I am thinking of a story a husband told me in praise of his wife. He had come home on a Friday griping about his job. The managers were ratcheting up the pressure, and now an immediate supervisor was hinting that a promised promotion might not come through. His wife looked annoyed, but instead of speaking her mind, she puttered and listened and offered vague encouragement. On Saturday, she said, "About that supervisor—" And the husband interrupted: "I know. I'm going to have to confront him or go over his head."

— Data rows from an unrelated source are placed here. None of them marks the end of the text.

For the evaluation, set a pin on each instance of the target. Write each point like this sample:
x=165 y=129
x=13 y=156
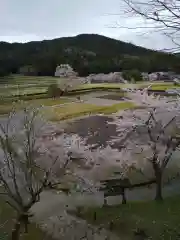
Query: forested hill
x=87 y=53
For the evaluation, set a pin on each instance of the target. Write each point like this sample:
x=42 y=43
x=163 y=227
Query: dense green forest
x=87 y=53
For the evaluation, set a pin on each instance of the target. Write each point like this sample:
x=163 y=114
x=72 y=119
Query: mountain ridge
x=87 y=53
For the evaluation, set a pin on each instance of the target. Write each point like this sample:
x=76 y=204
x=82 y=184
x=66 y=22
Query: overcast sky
x=27 y=20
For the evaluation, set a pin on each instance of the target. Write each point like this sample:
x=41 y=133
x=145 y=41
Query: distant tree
x=28 y=70
x=54 y=90
x=132 y=74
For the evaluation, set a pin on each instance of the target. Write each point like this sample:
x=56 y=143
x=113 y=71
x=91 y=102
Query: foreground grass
x=158 y=221
x=8 y=106
x=80 y=109
x=7 y=215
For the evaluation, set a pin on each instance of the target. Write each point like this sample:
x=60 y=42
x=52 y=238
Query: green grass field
x=7 y=107
x=158 y=221
x=164 y=86
x=81 y=109
x=21 y=85
x=7 y=215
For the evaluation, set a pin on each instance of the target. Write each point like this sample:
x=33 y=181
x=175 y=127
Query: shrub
x=54 y=90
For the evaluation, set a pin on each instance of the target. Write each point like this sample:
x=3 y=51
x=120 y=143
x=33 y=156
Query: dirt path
x=50 y=213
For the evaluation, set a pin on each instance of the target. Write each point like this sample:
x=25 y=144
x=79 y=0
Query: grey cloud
x=23 y=20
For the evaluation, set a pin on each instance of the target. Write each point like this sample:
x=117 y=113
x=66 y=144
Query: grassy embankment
x=7 y=215
x=158 y=221
x=80 y=109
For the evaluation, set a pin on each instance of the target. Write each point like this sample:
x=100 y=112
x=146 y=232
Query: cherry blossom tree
x=26 y=169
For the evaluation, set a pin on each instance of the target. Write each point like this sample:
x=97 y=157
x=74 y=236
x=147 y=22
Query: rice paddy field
x=25 y=85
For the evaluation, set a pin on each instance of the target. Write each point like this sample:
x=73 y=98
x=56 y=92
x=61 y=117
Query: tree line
x=87 y=53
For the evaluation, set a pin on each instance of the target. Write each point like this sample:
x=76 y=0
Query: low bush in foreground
x=156 y=221
x=6 y=219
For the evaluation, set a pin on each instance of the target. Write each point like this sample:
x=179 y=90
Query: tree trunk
x=158 y=196
x=124 y=201
x=16 y=231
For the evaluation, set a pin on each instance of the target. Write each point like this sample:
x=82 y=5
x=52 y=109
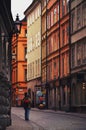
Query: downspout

"She could have laid it out for me the night before," the man told me. "She may have been thinking that I'm timid and insecure. Other women have said as much. But she was patient. She let me vent, let me spend a night mulling it over."

I asked him what his wife's silence meant. He said, "She has faith in me. She knows I'll do the right thing."

I like this story because it indicates where communication lies.

Communication is not just putting ideas into words. It's getting ideas across, preferably in a way that allows them to be used. Timing is crucial.

But what of spontaneity? Many people believe intimacy means being able to say what you think: "I'm through repressing my feelings. What good is a relationship if I can't express myself?"

I see the point in this objection. Women have been forced for too long to control their responses. We may admire Jane Austen's shrewd heroines, but we wouldn't want to live in a world that demands such extremes of social calculation. No one should have to weigh every syllable.

All the same, self-expression often benefits from forethought. That's why writers revise. Sometimes I think therapists have done great harm by overemphasizing immediacy in communication, as if the ideal marriage were like psychoanalysis from the patient's position, where you say whatever comes to mind without censorship.


MY THOUGHTS

of course! if we know when to speak, we should also know when to zip it. i hate it when i 'put my foot in my mouth". a minute, 5 minutes, maybe an hour of silence can save us a lot of misery. you should be tuned in to how your partner is feeling and know when it is best not to say anything -yet. the article did not say cut your tongue. it's suggesting we hold it until it's time to speak.